Hyper parameters and model’s properties: The Filters sizes of the convolution layers: for the first 2 convolution layers I choose the filters size to be 4X4, whereas for the two last convolution layers I choose the filters sizes to be 5X5. The sizes were tested by me and finally I chose the filter sizes with the best performance. The filters have stride in size 1 and zero padding value of 2. After examining different learning rate, I choose a learning rate of 0.001 which come up with the Adam optimizer for my model. I used Adam optimizer because it performed the best results for my model’s predictions. More details: I chose a batch size of 200 (after trying batch sizes like: 50, 100, 150). The number of epochs for the training loop of the model is 20, I examined more epochs size like: 15 and 25 but I saw that 20 performs high results and do not tend to over fitting. I chose to use 4 convolution layers because more than 4 convolution layers took too many time and was not needed because the model’s predictions accuracy was high enough.

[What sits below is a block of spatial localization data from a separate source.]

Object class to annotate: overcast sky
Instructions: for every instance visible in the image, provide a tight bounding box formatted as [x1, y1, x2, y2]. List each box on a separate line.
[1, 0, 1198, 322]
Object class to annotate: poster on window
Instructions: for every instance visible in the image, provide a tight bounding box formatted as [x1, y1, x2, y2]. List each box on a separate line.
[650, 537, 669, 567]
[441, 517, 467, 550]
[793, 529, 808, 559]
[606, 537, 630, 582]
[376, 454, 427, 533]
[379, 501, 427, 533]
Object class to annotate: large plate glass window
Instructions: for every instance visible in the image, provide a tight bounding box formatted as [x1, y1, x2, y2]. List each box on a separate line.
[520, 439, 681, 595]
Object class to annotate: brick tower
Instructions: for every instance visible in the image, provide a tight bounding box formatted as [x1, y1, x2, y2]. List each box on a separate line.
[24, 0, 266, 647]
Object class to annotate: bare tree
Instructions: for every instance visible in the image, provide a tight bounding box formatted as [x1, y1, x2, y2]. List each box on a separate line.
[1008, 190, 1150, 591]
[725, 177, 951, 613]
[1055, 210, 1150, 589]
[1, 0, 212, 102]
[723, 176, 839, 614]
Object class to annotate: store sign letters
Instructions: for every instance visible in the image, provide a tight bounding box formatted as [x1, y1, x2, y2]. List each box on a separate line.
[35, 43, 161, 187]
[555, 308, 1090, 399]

Moreover, more number of any type of layers (convolution or fully connected) may lead to over fitting of the model. By using all the above explained hyper parameters I received around 92% accuracy of my model’s predictions while testing my model on the supplied validation data.
How to run my code: Firstly, I used Google Colab framework in order to run my code faster by using the GPU’s benefits of Google Colab. I managed to upload the full data files to my google drive and then access them from the code in colab. I used “cuda” to utilize the GPU. After running the code at Google Colab I used Pycharm IDE. The data files path are (at Pycharm IDE):
- Train files path: files/train (files is a directory in my pycharm project and train is the train files with the sub folders).
- validation files path: files/valid
- Test files path: files/sub_dir/test (Inside the code’s implementation the path to load the test files is files/sub_dir/, so the code search for sub folders inside sub_dir and the only one sub folder is the test folder).